A trio of tenants at one Brooklyn high-rise are documenting their efforts to preserve the building’s future. NY1’s Shazia Khan filed the following report.

At the age of five, Delphine Fawundu moved into Tivoli Towers in the Crown Heights section of Brooklyn.

“I lived on the 15th floor so I could see all of Manhattan from the balcony and would just spend a lot of time on the balcony looking out,” recalled Fawundu.

Those childhood memories remain close to home. Now 38-years-old, Fawundu, a special needs public school teacher moved back to Tivoli where she lives with her husband and three sons, just a few floors down from her mother.

Constructed in 1974, the high-rise is part of the Mitchell Lama government-sponsored affordable housing program and is home to many other multi-generational families.

“The financial stability of living here is very good. The community that I’ve grown to love is great to come back too,” said Tivoli Towers resident Nimrod Anthony Clouden.

Back in 2006, many longtime residents were on the brink of displacement when the landlord tried to remove Tivoli from the Mitchell Lama program. Tenants fought back and won an important victory for affordable housing.

Fawundu was part of the struggle and now wants to go beyond the brick and mortar. She has since teamed up with Clouden and another resident to document the people inside the complex.

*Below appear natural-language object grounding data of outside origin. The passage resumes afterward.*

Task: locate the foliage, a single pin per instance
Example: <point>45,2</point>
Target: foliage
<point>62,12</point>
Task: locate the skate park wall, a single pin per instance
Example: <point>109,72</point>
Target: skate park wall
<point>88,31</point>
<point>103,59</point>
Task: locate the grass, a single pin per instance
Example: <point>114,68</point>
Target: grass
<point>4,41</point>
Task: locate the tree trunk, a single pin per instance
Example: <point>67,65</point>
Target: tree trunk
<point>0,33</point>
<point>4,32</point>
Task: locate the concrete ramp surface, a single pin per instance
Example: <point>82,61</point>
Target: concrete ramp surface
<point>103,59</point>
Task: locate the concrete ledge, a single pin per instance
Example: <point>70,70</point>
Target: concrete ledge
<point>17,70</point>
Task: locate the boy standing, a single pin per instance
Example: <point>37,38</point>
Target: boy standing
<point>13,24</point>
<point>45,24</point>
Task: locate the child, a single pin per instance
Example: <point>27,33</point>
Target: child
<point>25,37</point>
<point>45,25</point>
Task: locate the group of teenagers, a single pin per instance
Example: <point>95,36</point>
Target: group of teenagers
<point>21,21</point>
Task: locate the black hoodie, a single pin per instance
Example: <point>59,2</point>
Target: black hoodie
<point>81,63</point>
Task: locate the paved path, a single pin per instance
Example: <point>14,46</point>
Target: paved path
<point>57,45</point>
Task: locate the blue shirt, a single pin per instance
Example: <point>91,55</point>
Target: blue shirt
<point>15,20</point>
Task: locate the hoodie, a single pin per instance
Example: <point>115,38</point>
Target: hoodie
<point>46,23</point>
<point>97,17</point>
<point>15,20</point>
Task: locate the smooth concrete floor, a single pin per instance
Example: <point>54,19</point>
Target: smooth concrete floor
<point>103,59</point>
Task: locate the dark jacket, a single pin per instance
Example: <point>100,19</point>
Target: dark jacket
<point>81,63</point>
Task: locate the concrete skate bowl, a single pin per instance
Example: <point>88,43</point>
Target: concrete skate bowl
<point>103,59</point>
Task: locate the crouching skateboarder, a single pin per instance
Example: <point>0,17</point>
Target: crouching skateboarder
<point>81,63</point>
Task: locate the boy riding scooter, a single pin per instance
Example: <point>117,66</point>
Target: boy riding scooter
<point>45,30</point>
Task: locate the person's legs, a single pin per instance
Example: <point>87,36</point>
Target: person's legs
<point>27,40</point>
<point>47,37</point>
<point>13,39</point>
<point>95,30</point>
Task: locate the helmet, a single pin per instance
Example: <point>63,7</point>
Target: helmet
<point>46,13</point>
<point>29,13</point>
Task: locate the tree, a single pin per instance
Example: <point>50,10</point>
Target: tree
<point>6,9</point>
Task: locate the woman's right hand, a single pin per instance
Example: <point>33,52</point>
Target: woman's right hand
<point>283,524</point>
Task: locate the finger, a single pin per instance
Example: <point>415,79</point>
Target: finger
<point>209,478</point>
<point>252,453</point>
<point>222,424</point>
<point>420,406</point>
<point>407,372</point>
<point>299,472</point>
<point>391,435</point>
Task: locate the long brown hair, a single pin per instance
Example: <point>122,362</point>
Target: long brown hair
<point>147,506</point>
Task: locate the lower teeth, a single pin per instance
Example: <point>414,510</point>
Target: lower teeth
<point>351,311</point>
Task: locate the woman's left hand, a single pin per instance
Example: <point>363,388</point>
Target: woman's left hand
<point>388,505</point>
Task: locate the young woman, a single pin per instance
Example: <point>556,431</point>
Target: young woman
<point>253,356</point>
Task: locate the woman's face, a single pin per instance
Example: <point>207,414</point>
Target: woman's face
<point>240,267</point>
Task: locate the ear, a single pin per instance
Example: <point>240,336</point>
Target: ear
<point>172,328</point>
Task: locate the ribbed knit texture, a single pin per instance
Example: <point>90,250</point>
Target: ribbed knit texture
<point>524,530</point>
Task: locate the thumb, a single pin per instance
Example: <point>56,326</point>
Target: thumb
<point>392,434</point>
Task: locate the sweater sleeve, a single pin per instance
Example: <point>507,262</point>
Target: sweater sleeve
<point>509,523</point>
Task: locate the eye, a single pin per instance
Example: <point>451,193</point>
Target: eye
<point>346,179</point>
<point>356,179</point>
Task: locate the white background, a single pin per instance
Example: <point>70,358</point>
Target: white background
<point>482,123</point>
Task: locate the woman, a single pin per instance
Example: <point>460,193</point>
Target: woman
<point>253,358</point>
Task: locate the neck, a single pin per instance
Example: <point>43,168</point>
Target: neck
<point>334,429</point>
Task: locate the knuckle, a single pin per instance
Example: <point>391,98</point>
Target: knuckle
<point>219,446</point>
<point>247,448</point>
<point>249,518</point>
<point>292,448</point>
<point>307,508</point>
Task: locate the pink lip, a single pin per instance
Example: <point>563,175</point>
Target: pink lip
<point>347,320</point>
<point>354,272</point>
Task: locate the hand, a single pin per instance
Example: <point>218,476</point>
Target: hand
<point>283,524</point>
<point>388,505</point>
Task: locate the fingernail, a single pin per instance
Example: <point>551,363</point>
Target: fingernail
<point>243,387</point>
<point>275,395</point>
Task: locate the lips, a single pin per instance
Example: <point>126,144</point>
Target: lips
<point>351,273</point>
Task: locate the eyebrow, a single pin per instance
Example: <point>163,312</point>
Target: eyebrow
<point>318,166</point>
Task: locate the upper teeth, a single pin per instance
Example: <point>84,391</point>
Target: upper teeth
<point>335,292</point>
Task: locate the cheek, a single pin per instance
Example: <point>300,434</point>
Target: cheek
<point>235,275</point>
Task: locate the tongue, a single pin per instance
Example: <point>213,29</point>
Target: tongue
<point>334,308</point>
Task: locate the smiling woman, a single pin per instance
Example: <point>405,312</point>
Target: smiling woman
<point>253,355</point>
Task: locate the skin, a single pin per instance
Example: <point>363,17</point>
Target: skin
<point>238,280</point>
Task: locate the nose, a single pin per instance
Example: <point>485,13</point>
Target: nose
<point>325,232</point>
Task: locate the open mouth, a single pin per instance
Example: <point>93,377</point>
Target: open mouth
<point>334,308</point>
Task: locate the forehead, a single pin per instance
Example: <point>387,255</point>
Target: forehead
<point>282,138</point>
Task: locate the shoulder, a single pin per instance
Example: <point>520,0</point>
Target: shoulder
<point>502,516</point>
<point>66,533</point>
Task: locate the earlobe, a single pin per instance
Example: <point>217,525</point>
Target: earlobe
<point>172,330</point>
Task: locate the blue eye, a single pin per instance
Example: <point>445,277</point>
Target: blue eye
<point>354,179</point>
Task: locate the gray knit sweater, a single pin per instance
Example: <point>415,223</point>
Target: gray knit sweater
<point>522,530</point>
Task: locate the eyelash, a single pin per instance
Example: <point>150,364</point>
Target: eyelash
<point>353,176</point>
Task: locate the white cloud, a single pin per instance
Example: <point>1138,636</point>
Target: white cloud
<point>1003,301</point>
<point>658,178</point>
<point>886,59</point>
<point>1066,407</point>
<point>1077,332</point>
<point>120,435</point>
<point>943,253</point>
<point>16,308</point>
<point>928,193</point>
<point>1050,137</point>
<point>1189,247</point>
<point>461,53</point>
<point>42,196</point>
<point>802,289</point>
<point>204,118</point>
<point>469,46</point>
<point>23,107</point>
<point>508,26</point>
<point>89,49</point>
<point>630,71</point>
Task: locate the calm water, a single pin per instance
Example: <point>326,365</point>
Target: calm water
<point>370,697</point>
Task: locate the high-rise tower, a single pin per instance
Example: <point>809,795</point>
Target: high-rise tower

“Whenever you hear those stories about gentrification or buildings whatever, you always hear about those people, yeah those people, too bad those poor people but who are those people? They have a voice,” Fawundu said.

The photography and film project called “Tivoli Towers: Place We Call Home” will be on view at the Brooklyn Historical Society starting February 11th. Fawundu hopes the project will encourage the landlord to keep Tivoli Towers in the Mitchell Lama program past its 2024 expiration date.